Although everyone wishes it were otherwise, infections and hospitals are inextricably linked. Hospitals treat the sickest people and many of them have infections. Some of those infections have developed resistance to antibiotics. Despite programs to promote good hygiene and prevent the spread of infection, infections move from patient to patient.
We receive calls on a regular basis about patients who developed an infection in the hospital. Often these infections have led to disastrous outcomes, including limb amputations, organ failure and death. These are particularly sad cases because, except in unusual circumstances, it is almost impossible to prove that an infection was the result of medical negligence. Any expert witness testifying on behalf of a plaintiff in an infection case will be forced to admit that infections can happen in the best hospitals with the best nurses and the best doctors doing the best that they can. No one ever sees a nurse or doctor entering the patient’s room carrying infection-causing bacteria. Short of an infection outbreak in a hospital, which suggests a problem with infection control, it is almost always a mystery as to how the patient became infected.
If we cannot prove that the infection was the result of medical malpractice, we cannot recover for the patient against the hospital or doctor who transmitted the infection to the patient.

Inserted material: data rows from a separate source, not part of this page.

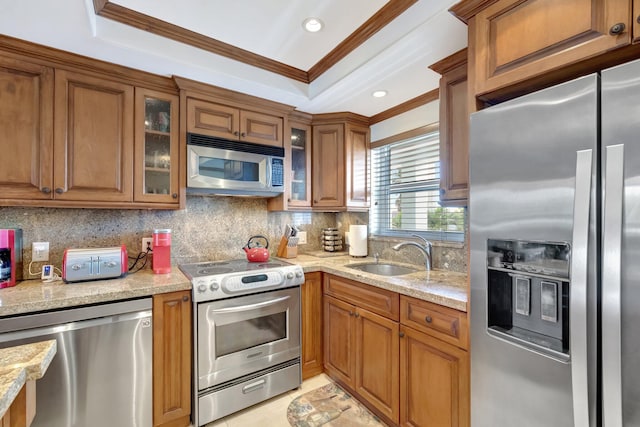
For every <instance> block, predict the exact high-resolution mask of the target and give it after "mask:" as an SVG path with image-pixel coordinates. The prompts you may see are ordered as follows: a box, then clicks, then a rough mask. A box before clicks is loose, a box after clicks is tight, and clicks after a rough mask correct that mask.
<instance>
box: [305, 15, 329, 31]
mask: <svg viewBox="0 0 640 427" xmlns="http://www.w3.org/2000/svg"><path fill="white" fill-rule="evenodd" d="M322 27H324V24H323V23H322V21H321V20H320V19H318V18H307V19H305V20H304V21H303V22H302V28H304V29H305V30H307V31H309V32H310V33H317V32H318V31H320V30H321V29H322Z"/></svg>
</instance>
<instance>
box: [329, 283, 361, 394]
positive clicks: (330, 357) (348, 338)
mask: <svg viewBox="0 0 640 427" xmlns="http://www.w3.org/2000/svg"><path fill="white" fill-rule="evenodd" d="M354 345H355V307H354V306H352V305H351V304H347V303H345V302H342V301H340V300H338V299H335V298H332V297H330V296H327V295H325V296H324V368H325V371H326V372H327V374H328V375H329V376H331V377H333V378H337V379H338V380H340V381H342V382H343V383H345V384H346V385H347V386H349V387H351V388H354V385H355V371H356V351H355V346H354Z"/></svg>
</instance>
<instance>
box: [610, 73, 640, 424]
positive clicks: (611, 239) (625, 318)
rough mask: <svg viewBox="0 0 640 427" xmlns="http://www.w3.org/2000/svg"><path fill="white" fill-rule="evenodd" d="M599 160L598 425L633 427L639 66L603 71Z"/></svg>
mask: <svg viewBox="0 0 640 427" xmlns="http://www.w3.org/2000/svg"><path fill="white" fill-rule="evenodd" d="M602 155H603V160H604V161H605V163H604V164H605V174H604V176H603V179H605V182H604V187H605V188H607V189H608V191H610V192H609V193H606V194H605V199H604V201H603V223H604V227H603V258H604V262H603V272H602V393H603V396H602V397H603V424H602V425H603V427H616V426H621V425H624V426H625V427H638V426H640V357H638V354H639V353H640V334H638V325H639V324H640V262H639V260H640V61H634V62H631V63H628V64H625V65H621V66H618V67H615V68H612V69H609V70H605V71H603V72H602ZM621 186H622V188H620V187H621ZM616 193H617V194H616Z"/></svg>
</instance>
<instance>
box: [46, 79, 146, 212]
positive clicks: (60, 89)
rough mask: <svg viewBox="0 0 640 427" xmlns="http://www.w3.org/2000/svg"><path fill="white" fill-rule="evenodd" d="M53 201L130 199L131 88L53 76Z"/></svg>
mask: <svg viewBox="0 0 640 427" xmlns="http://www.w3.org/2000/svg"><path fill="white" fill-rule="evenodd" d="M55 111H56V114H55V134H54V135H55V136H54V153H55V154H54V159H55V170H54V182H55V184H54V187H55V193H56V194H55V195H54V197H55V198H56V199H59V200H75V201H107V202H130V201H132V199H133V112H134V109H133V87H132V86H129V85H126V84H122V83H117V82H112V81H108V80H103V79H99V78H95V77H90V76H87V75H84V74H79V73H73V72H69V71H64V70H56V72H55Z"/></svg>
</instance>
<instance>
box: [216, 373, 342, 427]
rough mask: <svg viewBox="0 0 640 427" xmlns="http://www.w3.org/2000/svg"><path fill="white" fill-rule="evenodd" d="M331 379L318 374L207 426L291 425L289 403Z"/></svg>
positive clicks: (317, 387) (326, 383)
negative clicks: (288, 408) (247, 407)
mask: <svg viewBox="0 0 640 427" xmlns="http://www.w3.org/2000/svg"><path fill="white" fill-rule="evenodd" d="M330 381H331V380H330V379H329V377H327V376H326V375H325V374H320V375H317V376H315V377H312V378H309V379H307V380H305V381H303V382H302V386H301V387H300V388H299V389H295V390H291V391H290V392H288V393H284V394H281V395H280V396H276V397H274V398H272V399H269V400H267V401H265V402H262V403H259V404H257V405H254V406H252V407H250V408H247V409H245V410H243V411H240V412H236V413H235V414H231V415H229V416H227V417H224V418H221V419H219V420H217V421H214V422H212V423H209V424H207V425H206V426H205V427H248V426H262V427H290V426H289V421H287V408H288V407H289V403H291V401H292V400H293V399H295V398H296V397H298V396H300V395H301V394H304V393H306V392H308V391H311V390H313V389H316V388H318V387H322V386H323V385H325V384H328V383H329V382H330Z"/></svg>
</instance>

This means that when confronted with an infection case, we must go to the next question: Was the infection identified promptly and treated appropriately? Many times the answer is that it was not identified and treated promptly and appropriately.
When there was a delay or a delay coupled with inappropriate treatment, we can bring a claim for the infected patient or the patient’s family and have a chance of success. One limitation, however, is that we can never recover for the original infection. We can only recover for the additional damage caused by the delay or the inappropriate treatment. Sometimes, this means that the recovery for the patient will be quite limited. On other occasions, when the infection could and should have been nipped in the bud, we may be able to make a recovery for almost all the harm suffered by the patient.
Infection cases are also tough cases because the defense always has a number of arguments available to it. They will argue that the infection was hard to spot and that they discovered it as soon as was reasonably possible. They will say that we are being unrealistic in claiming that the infection could have been discovered earlier. Next they will argue that the infection was very advanced, even by the time we say it should have been detected, and would have been very hard to treat successfully. Lastly, they will argue that the infection was a bad one which would not have responded well even to earlier treatment so whatever damage resulted was likely to occur no matter what.
There is still more the medical profession can do to prevent the spread of infections. It has been pointed out that a male doctor’s tie is one of the most germ-infested things in the hospital. It goes with the doctor from room to room and from patient to patient and is rarely, if ever, disinfected. Despite hospital protocols for hand washing, people are only human and sometimes do not wash as frequently as they should. Patient advocates suggest patients should not let a nurse or doctor touch them unless they assure themselves that the nurse or doctor just washed their hands. While there is little we can do when we are patients in the hospital to prevent becoming infected, this is at least something we can do. If it offends the doctor or nurse, too bad.